Notons enfin, à proximité (Ougney), l'existence de très importantes colonies de chauves-souris en période de reproduction. Leur développement est corrélé au maintien d'agrosystèmes marqués par une bonne productivité (prairies alluviales inondables et haies bocagères).
Présence du Coenagrion de mercure dans le ruisseau afférent à l'Ognon (communes de Mutigney et Champagney)

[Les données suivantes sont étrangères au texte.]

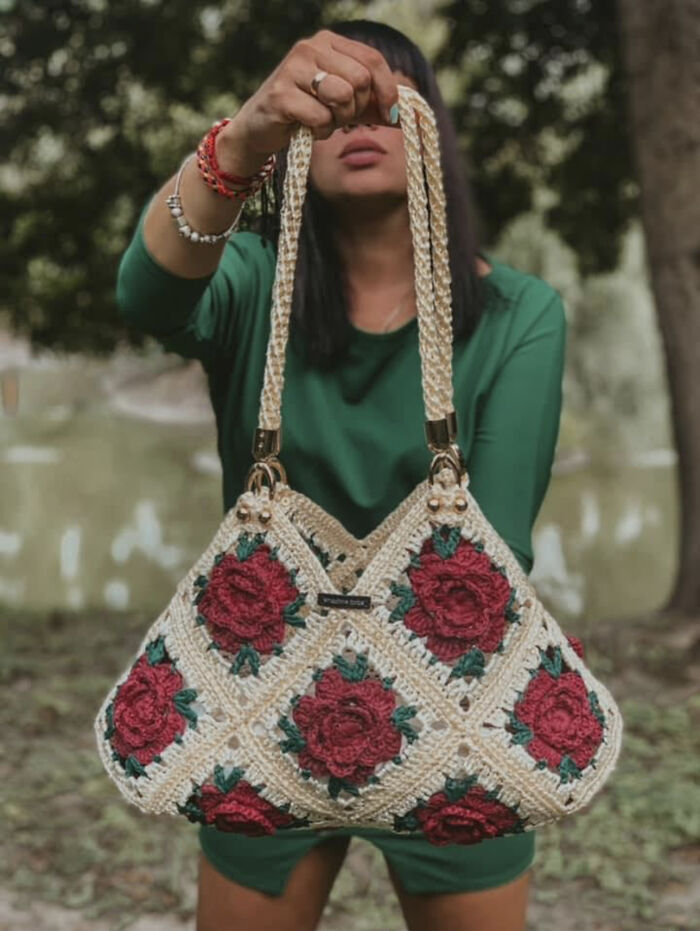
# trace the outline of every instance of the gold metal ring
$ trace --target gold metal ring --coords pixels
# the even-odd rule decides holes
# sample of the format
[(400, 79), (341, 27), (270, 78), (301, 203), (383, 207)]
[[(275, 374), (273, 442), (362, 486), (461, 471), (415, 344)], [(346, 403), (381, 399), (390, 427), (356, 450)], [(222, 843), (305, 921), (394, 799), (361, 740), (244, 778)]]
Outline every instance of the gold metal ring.
[[(275, 475), (276, 470), (278, 475)], [(268, 462), (266, 460), (259, 460), (254, 462), (250, 469), (248, 469), (245, 482), (246, 490), (259, 492), (263, 486), (263, 478), (267, 478), (270, 482), (270, 497), (274, 498), (278, 476), (281, 478), (282, 475), (284, 475), (284, 469), (282, 468), (281, 463), (274, 465), (272, 462)], [(281, 480), (284, 481), (283, 478), (281, 478)]]
[(318, 96), (318, 85), (324, 78), (327, 77), (327, 71), (317, 71), (316, 74), (311, 78), (311, 93), (314, 95), (314, 97)]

Objectifs et moyens de préservation et de gestion
Les objectifs de gestion et les moyens de préservation découlent de la sensibilité particulière des milieux naturels et des atteintes observées. Sur l'ensemble du site, plusieurs priorités se dégagent ; les moyens permettant de les atteindre devront faire l'objet d'une définition au niveau local sur les thèmes suivants :
La gestion de la basse vallée de l'Ognon doit être approchée dans sa globalité : la clef du système est de respecter l'intégrité de la plaine alluviale, son caractère inondable et de restaurer la qualité des eaux. Assurer la préservation de la qualité des milieux alluviaux est donc la priorité et pour cela, il convient de :
-restaurer la qualité physico-chimique des eaux de surface et phréatiques. Cette amélioration passe par une réduction des intrants organiques, minéraux et toxiques et la mise en place d'actions concernant tous les niveaux de fonctionnement des bassins versants (optimisation des apports de fertilisants, amélioration de la capacité de stockage des déjections animales, restauration de réseaux de haies, ralentissement du ruissellement),
-préserver la dynamique du cours d'eau et la qualité des habitats naturels en évitant toute modification des conditions de milieux terrestres (assainissement, drainage des sols) et aquatiques (curage, calibrage, endiguement...),
-conduire les travaux de génie écologique nécessaires à son entretien et à sa restauration
-préserver ou restaurer les connexions entre la rivière et les différents systèmes latéraux (ruisseaux, mortes, secteurs longuement inondés...) afin d'en améliorer l'efficacité comme frayères (brochet en particulier) et zones refuges,
-conduire dans la plaine alluviale des pratiques agricoles respectueuses de la qualité des milieux naturels (maintien de la prairie inondable, diminution d'intrants, retard de fauche),
-concilier une éventuelle production de bois avec le maintien en l'état naturel des peuplements forestiers en pratiquant une sylviculture respectueuse du fonctionnement de l'écosystème et en maintenant le régime d'inondation,
-entretenir et valoriser le patrimoine boisé naturel existant en pratiquant des interventions adaptées aux stations forestières peu favorables à la production de bois,
-favoriser la restauration de certains milieux naturels dégradés comme les ripisylves afin d'assurer la stabilité des berges, prairies pour limiter l'érosion et la pollution des eaux, haies pour favoriser l'installation de la faune,
- mettre un terme aux extractions de matériaux alluvionnaires pour tenir compte de la qualité des milieux naturels,
- organiser les activités de loisirs en freinant celles qui peuvent nuire à la quiétude des espèces animales ou qui engendrent des modifications conséquentes du milieu.